Der Andere Dienst im Ausland (ADiA) ist ein sozialer Dienst im Ausland und wird in Deutschland nach § 14b ZDG als vollwertiger Wehrersatzdienst anerkannt. Obwohl er häufig so bezeichnet wird, ist der ADiA aber kein Zivildienst im Ausland: Zwar ähneln sich Aufgaben, Art des Dienstes sowie Dienstzeit, doch hat der ADiA rein rechtlich (und das ist entscheidend!) nichts mit dem Zivildienst zu tun. Die Mehrzahl der ADiA – Stellen finden sich in Europa, grundsätzlich ist der Andere Dienst im Ausland aber weltweit möglich.
Altersgrenzen
18 bis 23 Jahre
Dauer
mind. 11 Monate (mind. 2 Monate länger als der Zivildienst)
>> Trägerorganisation und Dienstleistender haben gemeinsam die Möglichkeit, einen längeren Zeitraum zu vereinbaren. In einigen Fällen wird dies auch von der Dienststelle im Ausland gefordert.

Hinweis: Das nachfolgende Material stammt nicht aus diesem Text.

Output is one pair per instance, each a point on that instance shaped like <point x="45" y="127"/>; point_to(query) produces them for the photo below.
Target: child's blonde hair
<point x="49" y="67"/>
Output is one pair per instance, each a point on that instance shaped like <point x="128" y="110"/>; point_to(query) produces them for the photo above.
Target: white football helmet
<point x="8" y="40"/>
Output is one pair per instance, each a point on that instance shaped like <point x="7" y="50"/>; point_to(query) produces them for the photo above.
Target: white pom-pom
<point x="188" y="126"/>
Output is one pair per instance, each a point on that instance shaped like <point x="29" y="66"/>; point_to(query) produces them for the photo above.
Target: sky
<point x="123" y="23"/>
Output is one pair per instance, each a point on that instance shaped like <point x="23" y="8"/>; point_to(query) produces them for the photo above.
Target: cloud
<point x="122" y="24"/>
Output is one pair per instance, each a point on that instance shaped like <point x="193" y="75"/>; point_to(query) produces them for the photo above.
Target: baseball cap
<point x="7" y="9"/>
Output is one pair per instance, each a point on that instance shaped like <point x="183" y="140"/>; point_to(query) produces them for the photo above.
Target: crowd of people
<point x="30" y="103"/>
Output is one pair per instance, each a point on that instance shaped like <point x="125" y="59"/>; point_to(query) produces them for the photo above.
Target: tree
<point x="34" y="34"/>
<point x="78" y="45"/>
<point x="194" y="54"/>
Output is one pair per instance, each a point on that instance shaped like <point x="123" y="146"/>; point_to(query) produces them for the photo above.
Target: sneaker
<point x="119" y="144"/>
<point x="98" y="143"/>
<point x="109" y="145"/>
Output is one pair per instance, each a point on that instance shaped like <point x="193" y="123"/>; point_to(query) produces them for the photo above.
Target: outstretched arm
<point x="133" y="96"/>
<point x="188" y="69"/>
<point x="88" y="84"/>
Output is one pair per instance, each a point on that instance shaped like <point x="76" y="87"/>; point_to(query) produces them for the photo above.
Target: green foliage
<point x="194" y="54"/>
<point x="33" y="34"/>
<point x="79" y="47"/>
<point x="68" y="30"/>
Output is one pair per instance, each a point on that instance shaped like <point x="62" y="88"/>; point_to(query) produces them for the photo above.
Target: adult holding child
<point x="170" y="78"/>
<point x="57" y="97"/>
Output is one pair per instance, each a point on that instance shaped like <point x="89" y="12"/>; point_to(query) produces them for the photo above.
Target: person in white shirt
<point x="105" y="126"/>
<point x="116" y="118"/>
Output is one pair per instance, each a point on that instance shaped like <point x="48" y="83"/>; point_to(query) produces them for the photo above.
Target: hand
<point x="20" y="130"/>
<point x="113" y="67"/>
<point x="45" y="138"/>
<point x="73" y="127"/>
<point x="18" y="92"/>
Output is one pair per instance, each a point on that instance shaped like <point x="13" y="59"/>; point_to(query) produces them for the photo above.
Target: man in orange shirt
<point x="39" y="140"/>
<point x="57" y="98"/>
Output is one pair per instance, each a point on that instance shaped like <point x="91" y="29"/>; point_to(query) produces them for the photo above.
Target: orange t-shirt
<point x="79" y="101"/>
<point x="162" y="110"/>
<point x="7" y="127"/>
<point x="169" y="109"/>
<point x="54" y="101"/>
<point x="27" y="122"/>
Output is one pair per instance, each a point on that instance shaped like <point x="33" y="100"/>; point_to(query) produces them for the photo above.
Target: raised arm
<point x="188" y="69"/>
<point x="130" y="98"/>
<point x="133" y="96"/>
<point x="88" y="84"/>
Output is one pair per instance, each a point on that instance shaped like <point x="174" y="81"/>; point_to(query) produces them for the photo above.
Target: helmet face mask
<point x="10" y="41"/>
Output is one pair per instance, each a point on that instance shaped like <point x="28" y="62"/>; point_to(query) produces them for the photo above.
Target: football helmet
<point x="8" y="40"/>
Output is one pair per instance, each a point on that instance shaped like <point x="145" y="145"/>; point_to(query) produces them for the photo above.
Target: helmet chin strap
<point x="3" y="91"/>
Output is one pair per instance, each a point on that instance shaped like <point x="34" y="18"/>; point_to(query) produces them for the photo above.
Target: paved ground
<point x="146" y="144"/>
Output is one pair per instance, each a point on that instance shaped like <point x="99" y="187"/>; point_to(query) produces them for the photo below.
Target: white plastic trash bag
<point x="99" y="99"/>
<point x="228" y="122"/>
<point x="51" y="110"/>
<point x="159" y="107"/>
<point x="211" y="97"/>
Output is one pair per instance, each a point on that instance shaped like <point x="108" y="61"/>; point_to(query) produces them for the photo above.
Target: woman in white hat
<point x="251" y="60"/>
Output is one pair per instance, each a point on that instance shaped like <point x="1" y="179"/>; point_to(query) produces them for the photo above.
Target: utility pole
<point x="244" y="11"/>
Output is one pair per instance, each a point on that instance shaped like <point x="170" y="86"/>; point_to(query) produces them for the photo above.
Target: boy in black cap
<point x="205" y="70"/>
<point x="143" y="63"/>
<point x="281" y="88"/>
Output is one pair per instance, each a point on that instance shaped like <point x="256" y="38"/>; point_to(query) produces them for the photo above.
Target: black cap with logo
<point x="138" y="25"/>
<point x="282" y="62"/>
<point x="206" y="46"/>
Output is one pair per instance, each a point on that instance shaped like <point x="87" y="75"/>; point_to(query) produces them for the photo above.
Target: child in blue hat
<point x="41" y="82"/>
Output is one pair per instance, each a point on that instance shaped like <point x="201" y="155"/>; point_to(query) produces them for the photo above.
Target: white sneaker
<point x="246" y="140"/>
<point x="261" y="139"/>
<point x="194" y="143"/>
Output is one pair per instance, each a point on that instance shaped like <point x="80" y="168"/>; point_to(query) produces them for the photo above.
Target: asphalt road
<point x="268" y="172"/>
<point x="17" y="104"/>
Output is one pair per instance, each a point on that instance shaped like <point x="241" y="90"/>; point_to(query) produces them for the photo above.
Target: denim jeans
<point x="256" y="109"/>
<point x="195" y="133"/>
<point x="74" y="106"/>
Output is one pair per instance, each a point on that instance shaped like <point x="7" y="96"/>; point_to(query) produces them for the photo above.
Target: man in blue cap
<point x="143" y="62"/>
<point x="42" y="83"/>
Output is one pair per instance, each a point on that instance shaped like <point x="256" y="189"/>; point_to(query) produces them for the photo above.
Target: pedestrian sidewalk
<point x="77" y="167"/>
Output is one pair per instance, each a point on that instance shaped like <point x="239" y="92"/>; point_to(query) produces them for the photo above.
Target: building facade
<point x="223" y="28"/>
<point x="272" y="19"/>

Rechtliche Rahmenbedingungen
Der Andere Dienst im Ausland (ADiA) ist durch § 14b des Zivildienstgesetz (ZDG) geregelt. Dabei ist entscheidend, dass es sich bei einem Anderen Dienst im Ausland rechtlich gesehen nicht um einen Zivildienst handelt. Wer einen Anderen Dienst im Ausland leistet, wird lediglich vom Zivildienst freigestellt.
Voraussetzungen
- Grundvoraussetzung: Die Anerkennung als Kriegsdienstverweigerer durch das Bundesamt für den Zivildienst.
- Die Trägerorganisation muss ein vom Bundesministerium für Familie, Senioren, Frauen und Jugend anerkannter Träger sein.
Aufgaben-/Tätigkeitsbereiche
- Sozialer- / Pflegebereich (Alten- und Pflegeheime, Krankenhäuser, Frauenhäuser, Lebensgemeinschaften)
- Pädagogischer Bereich (Projekte zur politischen Bildung, Museen, Gedenkstätten, Schulen)
- Kinder- und Jugendarbeit (Waisenhäuser, Kinderheime, Jugendbegegnungsstätten)
Kosten | Finanzierung | Soziale Absicherung
Die Finanzierung eines Anderen Dienstes im Ausland gestaltet sich je nach Anbieter / Träger sehr stark. Es gibt einerseits kostenfreie Angebote, aber auch Anbieter, die einen finanziellen Beitrag der Dienstleistenden erwarten.
Der Staat übernimmt grundsätzlich im Falle des ADiA keinerlei Leistungen, Ausnahme ist der entwicklungspolitische Freiwilligendienst "weltwärts".
Besonderheiten des ADiA
Wird der ADiA vorzeitig beendet, wird die in dem Dienst abgeleistete Zeit auf den Zivildienst angerechnet (sofern sie zwei Monate übersteigt).
Vorteile / Ziele
- Größere Bandbreite an Projekten und Stellen als beim Zivildienst
- Erwerb von Auslandserfahrung
- Entwicklung der Persönlichkeit
- Erlangung von sozialen und politischen Kompetenzen
- Verbesserung von Ausbildungs- und Erwerbschancen
Nachteile
- Der ADiA dauert mindestens 2 Monate länger als der Zivildienst.
- Die Bezahlung ist in den meisten Fällen schlechter als in Deutschland.
- Beim ADiA ist man nicht sozialversichert.
Vereinbarung des Dienstzeitraums
Der Andere Dienst im Ausland dauert mindestens zwei Monate länger als der Zivildienst in Deutschland, seit dem 1. Oktober 2004 also mindestens 11 Monate.
Es besteht für Trägerorganisation und Dienstleistenden die Möglichkeit, einen längeren Dienstzeitraum zu vereinbaren, falls dies beispielsweise von der Dienststelle im Ausland gefordert wird. Dadurch sind Dienstzeiten von bis zu zwei Jahren möglich. Diese Verlängerung wird allerdings nur bei wenigen Trägerorganisationen angewendet, in der Regel dauert der Dienst die gesetzlich vorgeschriebenen 11 Monate. Der Dienstbeginn wird zwischen der Trägerorganisation und dem Dienstleistenden vereinbart.